Berlin: The Definitive Flaneur

Posted on June 8, 2006


by bowleserised

What I Saw by Joseph Roth, as translated by Michael Hofmann, was my birthday present from Chenda this year and it’s superb. Roth was a journalist and flâneur pacing the streets of Berlin between 1920 and 1933, hating what he saw and then describing it all in loving detail. You get the dive bars, the bathhouses, tales from the S-bahn and the tenements, nightclubs, cinemas and book burnings*.

If Beaman hasn’t read it I’ll eat my fancy hat; it’s very tempting to want to do a parallel, 2006 version in a blog (though the Beaman-ster is doing his own thing, and very nicely too). Too much for me to quote here, though I’ll type out a little.

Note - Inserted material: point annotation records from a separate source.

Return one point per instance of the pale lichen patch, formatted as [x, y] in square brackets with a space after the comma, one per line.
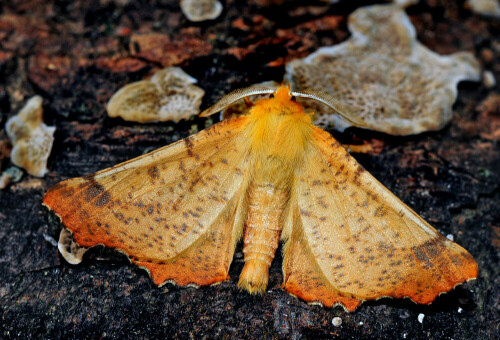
[385, 75]
[489, 8]
[168, 95]
[31, 138]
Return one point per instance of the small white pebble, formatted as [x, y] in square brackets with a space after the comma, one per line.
[489, 80]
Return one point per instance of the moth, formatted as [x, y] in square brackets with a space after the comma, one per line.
[265, 177]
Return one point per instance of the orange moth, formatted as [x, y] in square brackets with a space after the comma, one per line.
[266, 177]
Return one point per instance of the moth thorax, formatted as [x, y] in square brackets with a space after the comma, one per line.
[262, 234]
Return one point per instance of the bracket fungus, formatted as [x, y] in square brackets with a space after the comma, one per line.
[31, 138]
[201, 10]
[168, 95]
[385, 75]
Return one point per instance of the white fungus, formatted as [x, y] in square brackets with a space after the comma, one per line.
[385, 75]
[201, 10]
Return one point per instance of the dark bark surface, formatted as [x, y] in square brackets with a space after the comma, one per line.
[77, 54]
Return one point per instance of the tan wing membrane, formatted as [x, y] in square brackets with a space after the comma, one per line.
[357, 240]
[231, 97]
[172, 211]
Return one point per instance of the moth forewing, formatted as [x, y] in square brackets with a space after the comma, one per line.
[180, 210]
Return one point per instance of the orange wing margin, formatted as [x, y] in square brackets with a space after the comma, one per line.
[155, 208]
[355, 240]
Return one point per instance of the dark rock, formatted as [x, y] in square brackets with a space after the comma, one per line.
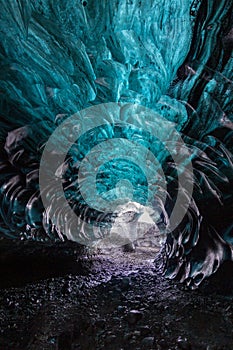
[148, 343]
[134, 316]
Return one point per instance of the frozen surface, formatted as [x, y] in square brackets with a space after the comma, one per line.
[175, 58]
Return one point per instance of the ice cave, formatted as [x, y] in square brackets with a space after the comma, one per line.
[116, 174]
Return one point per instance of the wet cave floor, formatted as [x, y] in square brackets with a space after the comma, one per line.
[111, 300]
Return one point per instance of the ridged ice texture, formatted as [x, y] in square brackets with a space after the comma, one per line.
[175, 57]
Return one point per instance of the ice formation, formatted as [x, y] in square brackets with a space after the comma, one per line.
[173, 57]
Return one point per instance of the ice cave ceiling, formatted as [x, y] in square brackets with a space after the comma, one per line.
[154, 78]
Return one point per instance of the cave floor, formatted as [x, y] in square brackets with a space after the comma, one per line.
[113, 300]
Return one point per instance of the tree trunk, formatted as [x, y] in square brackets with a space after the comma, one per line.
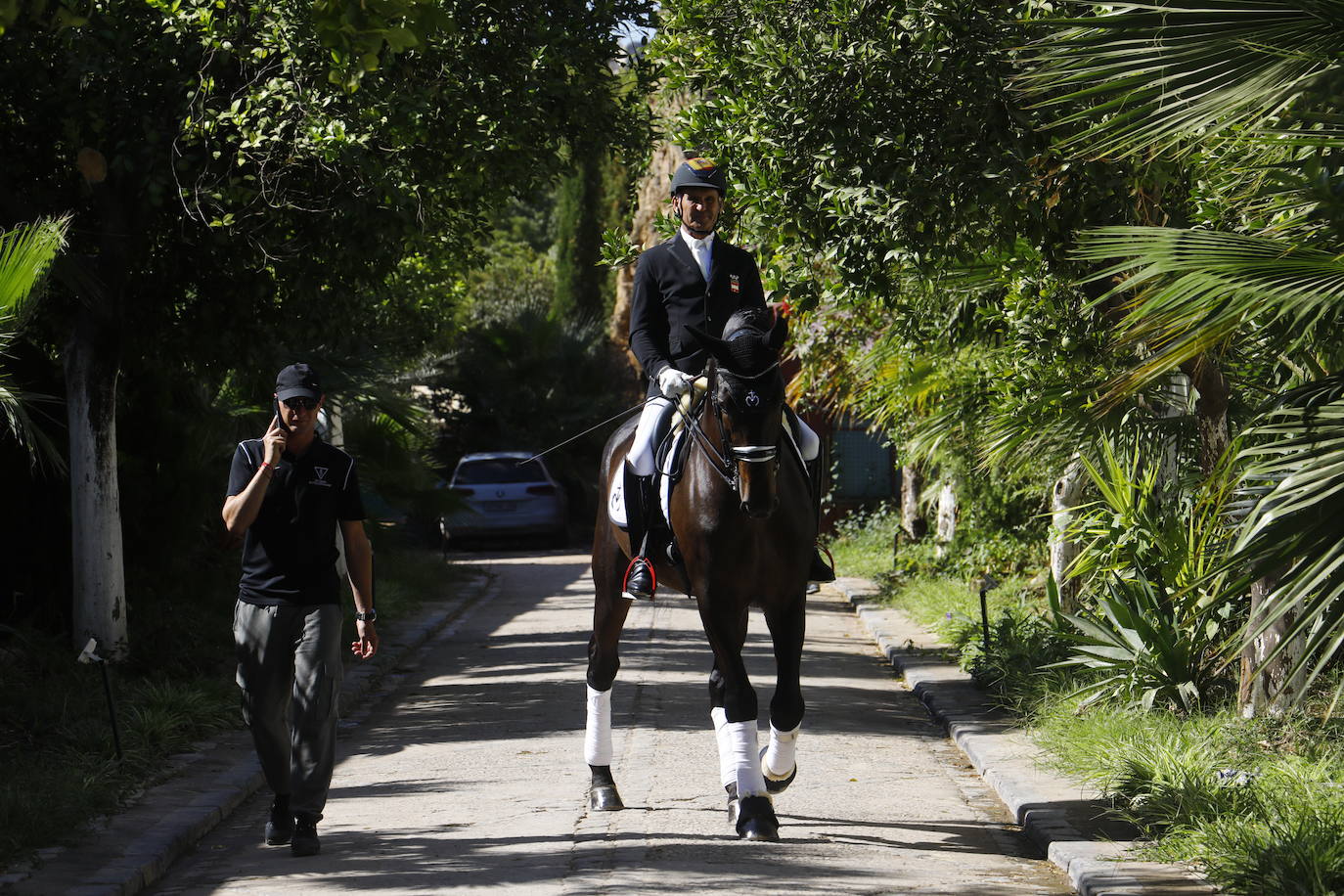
[1268, 690]
[1063, 501]
[100, 582]
[1210, 410]
[946, 516]
[913, 522]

I’m annoyed by the blurb on this edition which brays, “As if anticipating Christopher Isherwood, the book re-creates the tragi-comic world of 1920s Berlin…”, as though Herr Issyvoo was the sole yardstick for anyone writing about Weimar Berlin.

And it’s not a “re-creation”. It’s reportage. Highly subjective reportage, it’s true, but he penned most of it for daily newspapers. It’s contemporaneous. Tsk. Then again, all writing is re-creation, if you’re going to split hairs… Anyway, on with the extract. It’s about Gipsdiele, a spit and sawdust place on Gipstrasse in Mitte:

“I like it very much in the Gipsdiele. It’s a cosy sort of place, small and tight, and the man behind the bar – who looks like a little costume-party beer barrel that somebody’s stuck a head on – occupies a substantial portion of it himself…I have a lot of old friends here. There’s Big Max the plasterer (his day job, anyway); Grete whose real name is Margot; Little Bertha, Else (no surname); and finally Annie – Annie from Silesia, as opposed to Bavarian Annie…
Someone’s set down his cigar box [Berlin thieves kept the tools of their trade in these] and orders a couple of kümmels. The order and the setting down of the box have made a big hole in the general conversation: there’s silence for a moment. A man wearing a hotel porter’s visored cap is racking his brain: now, what’s he in for?
Max says to the man in the cap: “I need a woman and a claw-jimmy.” The claw-jimmy won’t be a problem. As early as tomorrow. But a woman – apparently that’s not so easy.
In case of any misunderstanding, Erna screeches: “I’m spoken for!” Erna loves Franz. Erna got a gold filling a week ago, and she hasn’t stopped laughing since. She can’t just let her mouth hang open like a hungry crocodile’s! Oh no! So if the world is to see her gold filling, Erna will just have to laugh. Erna laughs at the saddest things.
Franz is big and wide and has just walked in. For a moment or two, he completely fills the little bar with his personality. He radiates authority. All the pimps shrivel up and dwindle away like rubber balloons.
Erna gets a poke in the ribs that sends her sprawling along the bench. But Erna laughs…
Neue Berliner Zeitung – 12-Uhr-Blatt, February 23/28, 1921

(this translation copyright 2003 W W Norton and Co., quoted for purpose of review)

* incidently, apropos of Magnus Hirschfeld, whom I mentioned in an earlier post. The most famous “Nazi book burning” photos depict the destruction of his sexological collection of porn pamphlets, sex toys and Prussian army underwear, rather than works by writers of Jewish descent. Not that they didn’t get burned too, just pointing out an amusing side to a nasty episode. They were burning cheap smut, people! Cheap smut and sex dolls! And that’s the picture in use in your school history textbooks.